For many patients the gateway to care is the Emergency Department (ED). Patient arrival activity is complex: case mix, staffing groups and contracts, attendance patterns, department size and layout, admission profile, bed availability, social care provision, interaction with and availability of services such as frailty, SDEC/combined assessment and treatment, and mental health provision are just some of the factors that need to be considered when producing a plan. Through interviews with lead clinicians we build models of clinical pathways and use data analysis to predict future patient demand. The resulting simulations analyse ED performance and sensitivity to fluctuations. Our recommendations are made in terms of number and type of clinician and organisation of their working patterns in terms of rotas and rosters.
In the last 3 years we have conducted more than 35 ED reviews for NHS clients.
Appropriate staffing on wards is vitally important for patients' safety and efficient patient flow. The RCP report on safe medical staffing highlighted the fact that appropriate levels of staffing are associated with reduced patient mortality and length of stay (LoS). For surgical specialities, it is vital that the surgical workforce is the right size for case load and case mix.

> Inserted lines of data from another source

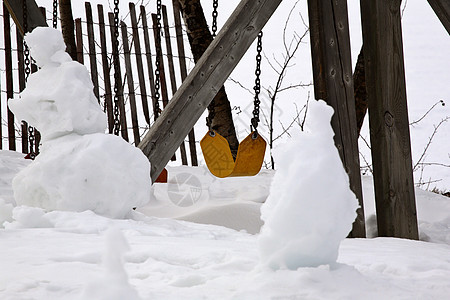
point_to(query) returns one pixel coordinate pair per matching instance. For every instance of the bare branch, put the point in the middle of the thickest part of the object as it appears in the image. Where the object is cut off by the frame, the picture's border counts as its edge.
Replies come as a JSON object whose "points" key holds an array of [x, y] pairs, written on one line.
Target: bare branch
{"points": [[430, 139]]}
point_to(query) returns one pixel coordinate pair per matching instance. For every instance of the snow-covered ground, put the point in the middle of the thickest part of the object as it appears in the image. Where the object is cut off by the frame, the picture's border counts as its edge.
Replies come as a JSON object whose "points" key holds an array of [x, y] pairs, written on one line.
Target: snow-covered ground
{"points": [[198, 237], [68, 255]]}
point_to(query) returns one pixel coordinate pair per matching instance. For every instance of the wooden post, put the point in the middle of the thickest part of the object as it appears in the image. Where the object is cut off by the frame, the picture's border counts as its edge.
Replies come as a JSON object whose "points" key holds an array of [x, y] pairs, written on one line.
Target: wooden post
{"points": [[139, 64], [21, 69], [9, 78], [129, 76], [92, 52], [204, 81], [162, 73], [34, 15], [123, 117], [173, 82], [388, 116], [106, 69], [333, 82], [183, 71], [79, 35], [148, 55], [442, 10]]}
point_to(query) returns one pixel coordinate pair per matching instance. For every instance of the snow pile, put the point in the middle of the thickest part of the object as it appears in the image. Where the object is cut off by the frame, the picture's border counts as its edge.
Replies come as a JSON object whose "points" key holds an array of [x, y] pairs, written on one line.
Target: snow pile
{"points": [[58, 99], [79, 167], [310, 208], [113, 284]]}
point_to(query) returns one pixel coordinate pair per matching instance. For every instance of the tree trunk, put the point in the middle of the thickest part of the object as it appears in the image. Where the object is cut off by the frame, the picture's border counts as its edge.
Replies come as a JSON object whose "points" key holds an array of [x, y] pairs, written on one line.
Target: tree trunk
{"points": [[359, 81], [199, 38], [67, 25]]}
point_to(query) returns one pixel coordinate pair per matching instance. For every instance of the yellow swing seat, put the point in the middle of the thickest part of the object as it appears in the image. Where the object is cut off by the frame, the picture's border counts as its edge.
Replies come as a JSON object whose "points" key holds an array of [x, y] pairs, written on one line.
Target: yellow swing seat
{"points": [[218, 158]]}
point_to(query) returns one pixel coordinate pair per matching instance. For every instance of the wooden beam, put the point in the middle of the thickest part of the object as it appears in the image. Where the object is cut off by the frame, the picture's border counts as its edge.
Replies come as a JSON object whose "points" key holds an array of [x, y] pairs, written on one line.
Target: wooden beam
{"points": [[442, 10], [333, 82], [34, 15], [388, 117], [204, 81]]}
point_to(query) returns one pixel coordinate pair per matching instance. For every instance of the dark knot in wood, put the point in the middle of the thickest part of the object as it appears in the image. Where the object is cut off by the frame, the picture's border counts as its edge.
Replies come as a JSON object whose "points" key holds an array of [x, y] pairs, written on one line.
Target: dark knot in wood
{"points": [[388, 119]]}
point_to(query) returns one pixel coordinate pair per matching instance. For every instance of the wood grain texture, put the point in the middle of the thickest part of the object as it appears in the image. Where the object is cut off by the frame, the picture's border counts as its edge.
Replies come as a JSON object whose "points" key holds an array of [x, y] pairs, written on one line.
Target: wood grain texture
{"points": [[9, 79], [92, 52], [204, 81], [21, 73], [106, 69], [122, 114], [79, 39], [34, 16], [130, 83], [388, 116], [333, 80], [148, 55], [139, 63], [183, 71]]}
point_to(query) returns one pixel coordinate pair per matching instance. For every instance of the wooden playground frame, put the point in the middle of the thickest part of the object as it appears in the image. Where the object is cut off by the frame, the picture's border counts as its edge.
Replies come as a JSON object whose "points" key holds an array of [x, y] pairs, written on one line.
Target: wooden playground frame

If wards are not staffed appropriately then the benefits of an efficient ED and admissions process are lost as the upstream effects of longer LoS and delayed transfers of care (DTOC) from wards cancel out these benefits. For medical and surgical specialities, the KBC process includes pathway and patient demand analysis, calculation of required WTEs and build of operational solutions (rotas & rosters).
We use our team of clinical workforce experts to ensure that when recommendations are made regarding rota design and skill-mix solutions, full account is taken of all employment contract specifications. In addition, by optimising the deployment of existing staff (through efficient rota and roster design) we can often reduce or eliminate the need for additional posts. We will also consider skill mix and additional roles to identify innovative and different ways of working where workforce shortages may exist.
Patient pathways extend beyond the hospital into social care. The efficiency of patient transfer from secondary care to social care depends critically on sufficient capacity in these next-step care settings. The impact of delays in this transfer of care is significant, with 1.68 million bed days lost in 2019 in England. However, it is possible to predict and model the arrival of patients and the required capacity to deal with these patients. Our social care requirements simulator builds on this work and models the pathways that contribute to the highest number of patients requiring next-step social care (e.g., stroke, fractured NOF, mental health, frailty). The outputs of the model can then be used to assess the level of different social care requirements over a period of time, when they will be required and by which local authority. In addition, our model provides an early warning system for Trusts and discharge hubs of the likely social care needs of a patient when they arrive at the front door. This information is vital in helping prepare more effectively for the transfer of care and in eliminating avoidable lost bed days.
Historically RTT performance has been measured as the proportion of elective patients treated within 18 weeks. The target being 95%. In the wake of the Covid-19 and a concomitant rise in the elective backlog, the government has set new RTT performance targets. It is difficult to assess whether your PTL will meet these new targets and what levels of service activity or bought in activity you will need to meet these future targets.
Our Elective Recovery Service runs multiple "what if scenarios" for patient demand and activity to assess how your PTL will look in the future. Our models show the movements of your PTL on a day to day basis.